I tried to come up with a list of all the things I’m worrying about in the weeks leading up to this ride, and it got too long and I started really worrying instead of listing things. Flat tires, saddle sores, knees blowing out, how is a vegetarian going to get 5,000 calories a day riding across rural western Texas, what if we break a part and don’t have the right tool to fix it and we’re out in the middle of nowhere, what if the high country in New Mexico gets a foot of snow the night before we’re supposed to ride through, is it really smart to try to ride a 25-year-old bicycle across the country, what if someone’s dog runs out in front of me and my fully-loaded trailer, how much traffic is going to be on the roads we’re riding, are we even going to be friends when this is over, am I going to be able to pay my rent while I’m gone, is my girlfriend going to remember me when I get back, how am I ever going to apply and carry enough sunscreen, what if this breaks, what if that breaks, did I bring enough of this, will I be able to buy that on the road, et cetera, et cetera.

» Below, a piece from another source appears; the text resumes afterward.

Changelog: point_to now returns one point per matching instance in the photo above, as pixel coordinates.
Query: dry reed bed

Recently, I’ve been staying up really late. Sometimes I wake up in the middle of the night and can’t get back to sleep. I drink tons of coffee and not enough water.
I don’t plan enormous things like this too often – two months away, lots of things can happen, I’ll probably come back a little different. I think I’m trying to think of everything, and I may have done it. But I’m still nervous.

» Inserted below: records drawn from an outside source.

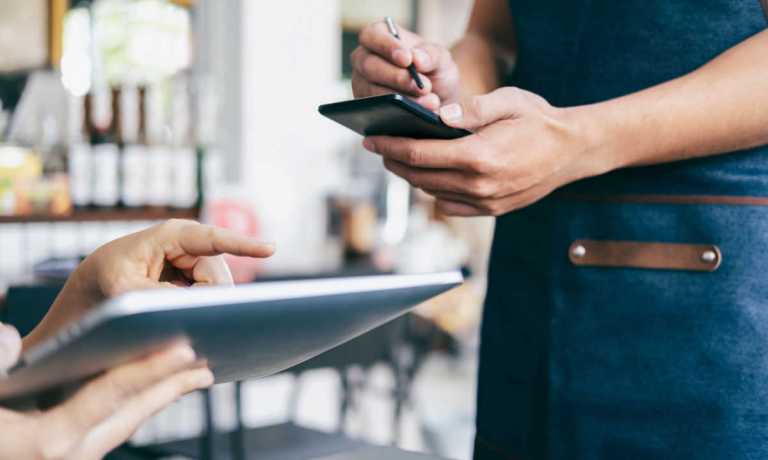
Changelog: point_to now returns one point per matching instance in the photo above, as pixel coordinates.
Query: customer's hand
(104, 412)
(380, 67)
(176, 253)
(521, 150)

My friend Mick says, “You’re going to see more in the first 100 miles on your bike than you could see in 1,000 in a car.” He says buy a mirror so I can see cars coming behind me. Josh says 21 tire patches should be plenty, and despite what I say, he thinks I’ll be in head-to-toe lycra by the end of the ride, like a real cyclist. Nick says, “I’m pretty sure you could do this thing off the couch,” meaning why should I waste time “training” when I could be sitting drinking coffee with him and talking about women. Scott, I think, is more excited than I am. Maynard says he has a friend I should stop and see in Silver City, and I should take three pairs of shorts, not two.

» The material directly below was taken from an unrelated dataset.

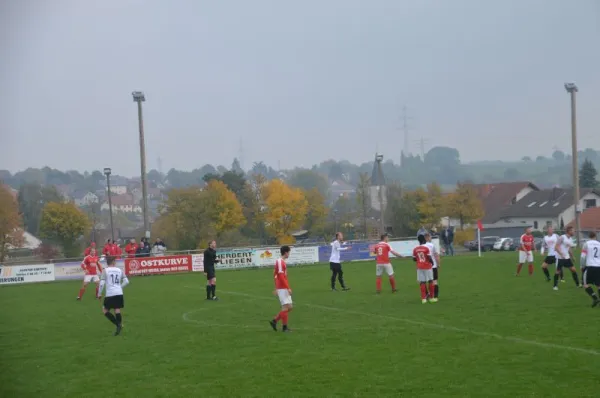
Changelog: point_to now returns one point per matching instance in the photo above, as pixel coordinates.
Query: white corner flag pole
(479, 241)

What should I put on my iPod for two months? Is my 4-year-old iPod even going to last that long? I should take some books. No, too heavy. One book. Which one? Warmer socks? Is this the right freewheel remover? I’m nervous.
I met up with a high school friend I hadn’t seen in probably 10 years, and she’s been more or less following what Tony and I have been doing. She said she does a lot of yoga consultations with cyclists, and I kept saying “I’m barely a cyclist.” Then we had an exchange that went like this:
“No, I really just ride my bike to work every day.”
“How far is that?”
“About 1½ miles.”
And then I get home, and I think, “Need to buy toilet paper/bread/strawberries.” Then I think, “Wait, I’m leaving in nine days. I don’t need toilet paper, or an entire loaf of bread …” When I get back, it’ll be sandal weather in Denver, biking to work in a T-shirt. My girlfriend will have moved into an entirely new bracket of seasonally-appropriate cooking. Convertibles will cruise the park next to my house, and ski season will be over. I will be a strong cyclist and a weak rock climber. Hopefully thinner, and home on time. I mean, I don’t actually know what “saddle sores” are anyway, so why worry about them? I suppose I’ll know when I get some.